Ok how do I explain that - it's not biologically active in the form that you ingest it.
Often what we eat, or medication we take, needs to be converted into something else inside our body in order to be useful.
Our ovaries don't make estradiol valerate, they make estradiol.
The molecule in Qlaira has a slight chemical modification, that our body processes to turn it into the identical estradiol that human ovaries produce. This is perfectly safe and effective.
Younger women especially if their own hormone production is waning, often need higher doses than older women, however this is very individual and for some they may only need a small top up initially, progressing to higher doses as their own ovaries fail.
Unfortunately the NHS doesn't really have the resources to provide this individualised level of care - a GP typically is allocated 8 minutes per patient and may not have had any menopause specific education.

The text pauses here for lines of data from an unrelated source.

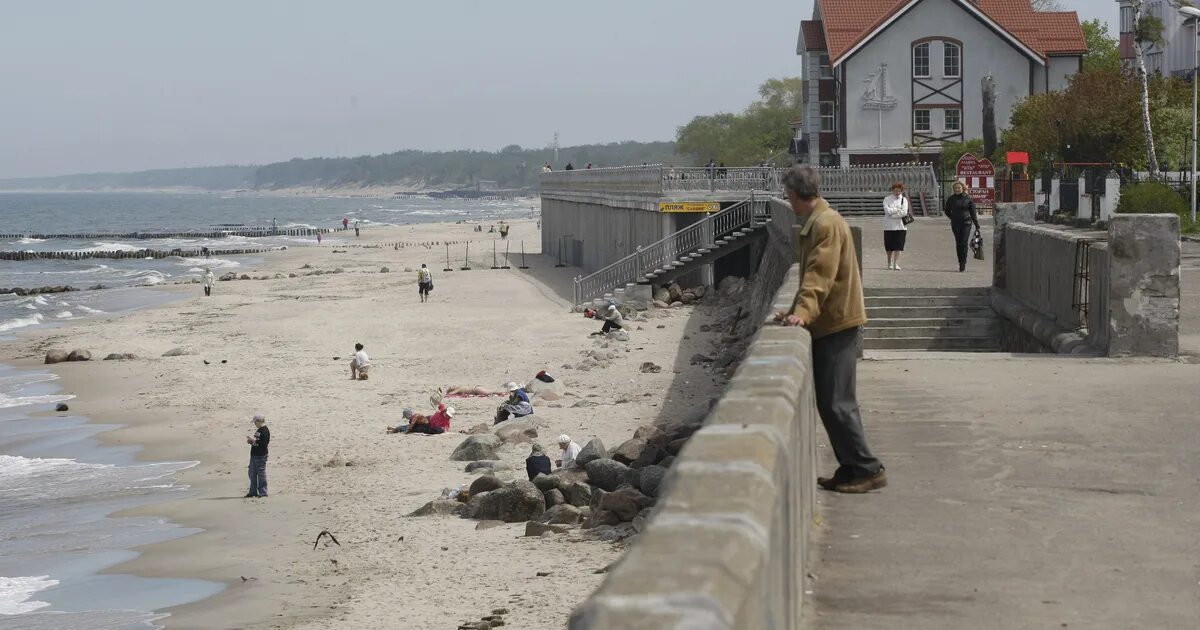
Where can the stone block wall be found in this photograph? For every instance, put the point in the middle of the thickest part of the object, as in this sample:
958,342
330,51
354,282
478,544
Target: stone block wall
729,545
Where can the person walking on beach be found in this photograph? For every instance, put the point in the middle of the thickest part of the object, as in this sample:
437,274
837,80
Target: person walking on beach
424,282
258,442
829,304
360,365
961,211
895,225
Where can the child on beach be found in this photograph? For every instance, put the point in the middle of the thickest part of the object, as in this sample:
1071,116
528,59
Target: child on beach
360,364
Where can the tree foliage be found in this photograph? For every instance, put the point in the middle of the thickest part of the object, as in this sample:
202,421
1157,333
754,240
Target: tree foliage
759,133
1098,119
1103,52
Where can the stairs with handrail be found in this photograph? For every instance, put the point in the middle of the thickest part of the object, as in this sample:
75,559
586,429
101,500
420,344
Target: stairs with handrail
703,243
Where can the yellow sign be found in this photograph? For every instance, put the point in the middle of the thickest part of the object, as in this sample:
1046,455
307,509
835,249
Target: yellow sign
690,207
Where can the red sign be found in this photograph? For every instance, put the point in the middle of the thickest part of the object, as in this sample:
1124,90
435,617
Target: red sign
981,179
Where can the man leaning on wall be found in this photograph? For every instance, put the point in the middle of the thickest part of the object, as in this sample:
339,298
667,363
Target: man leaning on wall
829,304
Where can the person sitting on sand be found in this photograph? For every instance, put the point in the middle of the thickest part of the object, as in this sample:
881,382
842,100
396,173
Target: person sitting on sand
612,321
570,451
537,462
360,364
517,406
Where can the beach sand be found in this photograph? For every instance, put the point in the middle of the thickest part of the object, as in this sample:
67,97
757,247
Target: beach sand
287,345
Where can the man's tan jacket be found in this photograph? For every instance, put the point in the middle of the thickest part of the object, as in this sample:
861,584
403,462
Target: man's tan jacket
831,297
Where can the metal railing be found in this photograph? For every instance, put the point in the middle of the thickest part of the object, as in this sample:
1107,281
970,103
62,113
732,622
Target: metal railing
655,180
655,256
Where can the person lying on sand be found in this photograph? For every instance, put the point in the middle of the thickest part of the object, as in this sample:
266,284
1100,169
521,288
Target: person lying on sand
517,406
360,364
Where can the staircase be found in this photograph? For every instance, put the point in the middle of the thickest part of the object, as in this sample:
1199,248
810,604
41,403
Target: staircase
957,319
702,243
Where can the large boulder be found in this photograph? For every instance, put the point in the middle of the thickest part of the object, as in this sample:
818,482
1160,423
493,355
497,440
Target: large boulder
562,515
649,479
517,501
485,484
577,493
606,474
625,503
438,508
629,451
477,448
591,451
517,431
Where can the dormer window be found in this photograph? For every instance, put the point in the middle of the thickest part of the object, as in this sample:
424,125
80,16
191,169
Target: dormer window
921,60
952,60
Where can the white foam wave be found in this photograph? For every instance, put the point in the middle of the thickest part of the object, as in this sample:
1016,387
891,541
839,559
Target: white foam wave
16,593
21,322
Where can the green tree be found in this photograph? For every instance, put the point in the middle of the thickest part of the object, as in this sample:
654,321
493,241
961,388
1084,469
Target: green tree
1102,48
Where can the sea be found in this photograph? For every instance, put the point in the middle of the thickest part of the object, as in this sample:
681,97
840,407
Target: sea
59,486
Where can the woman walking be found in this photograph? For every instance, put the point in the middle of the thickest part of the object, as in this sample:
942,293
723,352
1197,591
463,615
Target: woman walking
895,232
960,208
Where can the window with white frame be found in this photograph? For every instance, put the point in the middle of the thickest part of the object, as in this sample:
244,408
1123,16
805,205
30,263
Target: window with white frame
921,120
827,117
826,69
952,60
953,120
921,60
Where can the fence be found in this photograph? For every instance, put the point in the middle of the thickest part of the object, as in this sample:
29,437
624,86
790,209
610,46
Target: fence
729,545
1037,258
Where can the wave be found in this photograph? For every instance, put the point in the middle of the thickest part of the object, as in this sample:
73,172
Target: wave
16,593
21,322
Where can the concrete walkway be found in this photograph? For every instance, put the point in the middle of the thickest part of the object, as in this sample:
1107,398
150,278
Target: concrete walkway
1026,491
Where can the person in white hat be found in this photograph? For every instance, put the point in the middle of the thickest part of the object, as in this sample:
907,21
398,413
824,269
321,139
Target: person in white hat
258,443
570,450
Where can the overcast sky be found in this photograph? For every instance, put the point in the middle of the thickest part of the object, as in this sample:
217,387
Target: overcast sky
133,84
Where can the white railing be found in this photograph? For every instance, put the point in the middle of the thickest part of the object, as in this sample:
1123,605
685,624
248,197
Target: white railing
655,256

There are two reasons the pill is more easily obtained in this setting - one is familiarity and experience, they are very used to prescribing birth control. Most women use some form of contraception during their life but only 14% of eligible women use HRT.
The second is because the primary objective of birth control is to sleep with men, whereas hormone therapy is purely about the woman's health and quality of life. One is valued culturally, politically and medically far more than the other, and you can probably guess which.
However I personally believe the pill, used continuously, is a better option for women under 50 for multiple reasons, including the very common and serious risk of undertreatment with menopause hormone therapy, particularly in younger women (e.g. being given a 25mcg patch) whereas the doses in birth control are fixed by default and known to protect against osteoporosis.